You can feel Terrence Malick drifting away in this follow-up to Badlands, his acclaimed debut. Narrative begins to tack a back seat to imagery and specificity is shunned in favor of vagueness. It’s an early sign of a unique sensibility devolving into mannerisms.

Despite its amorphousness, Days of Heaven is built upon a simple, elemental plot: After accidentally killing his foreman in Chicago, a factory worker (Richard Gere) flees with his girlfriend and kid sister to a Texas farm. When the landowner (Sam Shepard) turns gravely ill, the couple connives so that she will marry the landowner and inherit his wealth.

Malick and cinematographer Nestor Almendros give this narrative an epic treatment. Conversations take place in vast fields as a ripe sun throbs in the background. Workers toil amidst a palette of deep golden browns in what amounts to an Andrew Wyeth painting come to life. The landowner’s mansion sits amidst the low hills as if it were the last edifice on earth.

All of this visual bigness keeps the story from feeling human, however. I suppose that’s the job of the actors, but unfortunately Days of Heaven is woefully miscast. Gere is a petulant dandy, not a volatile laborer, and Shepard – the fulcrum for the action – seems dazed. Meanwhile, Brooke Adams, as the woman between the two men, has little presence.

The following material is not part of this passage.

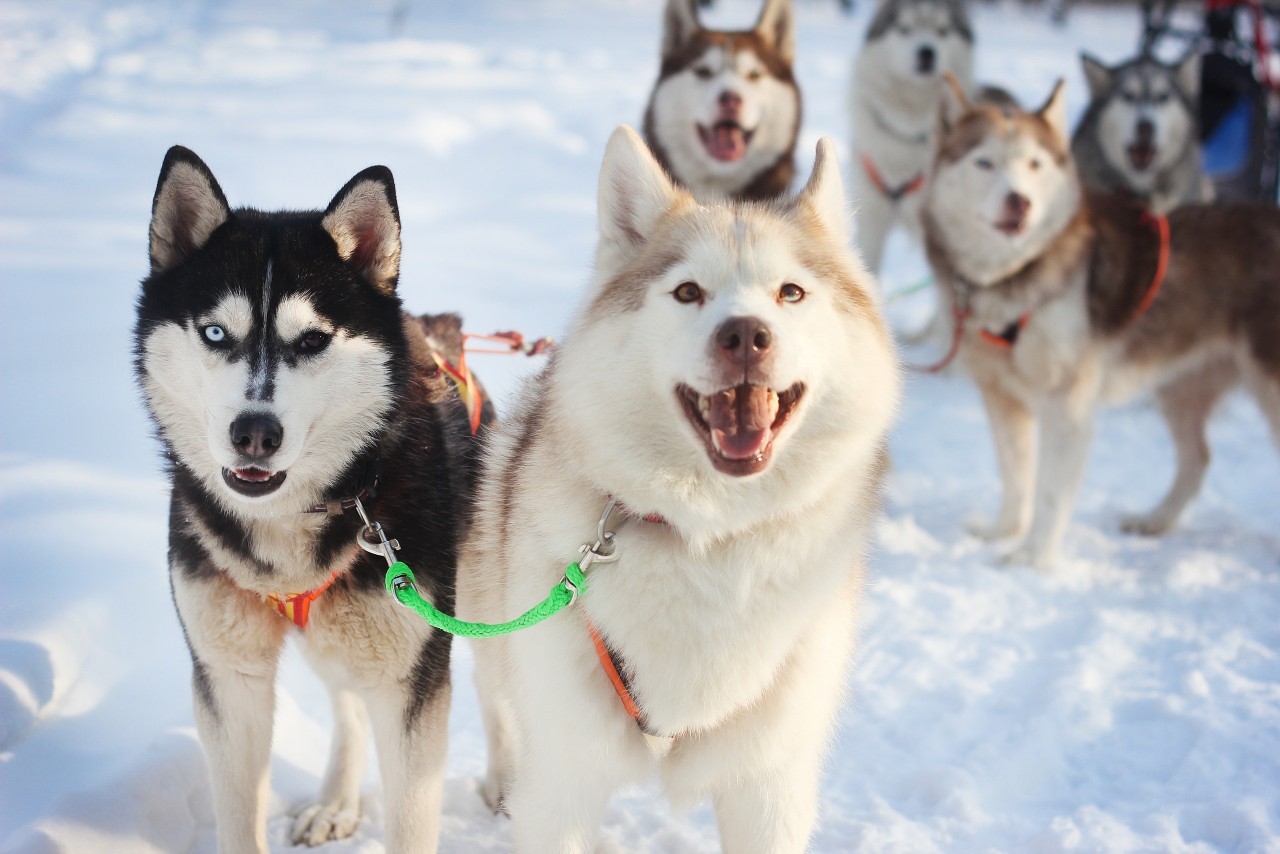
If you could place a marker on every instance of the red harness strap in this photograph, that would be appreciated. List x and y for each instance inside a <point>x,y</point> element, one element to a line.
<point>892,193</point>
<point>296,607</point>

Then there is Linda Manz as the little sister and inexplicable narrator. Given an undecipherable accent (unless that was her real voice), Manz’s character randomly drops in with observations that are at turns naively childlike and pointedly omniscient. She’s perhaps the most prominent voiceover misstep in a directorial career that has been littered with them.

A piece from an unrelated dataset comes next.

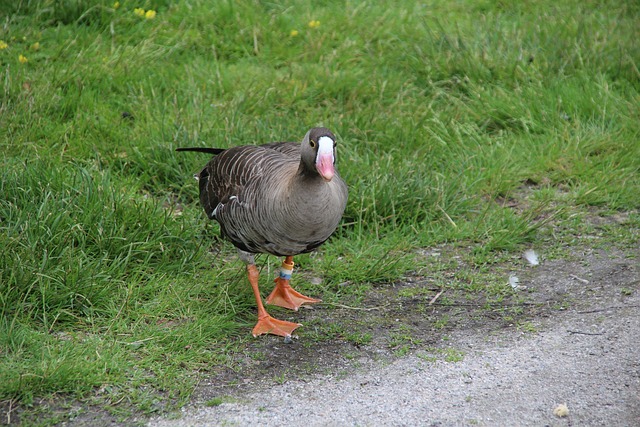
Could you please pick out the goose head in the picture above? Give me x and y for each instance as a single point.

That said, Days of Heaven lingers in the mind as a haunting, grand tragedy, one founded on potent visuals and Biblical allusions. Consider the sequence detailing a locust attack and the ensuing field fire meant to vanquish the devouring creatures; it’s downright apocalyptic. With such bursts, you can understand why Malick was hailed as a new cinematic visionary, even if Days of Heaven also hints at the meandering that was to come.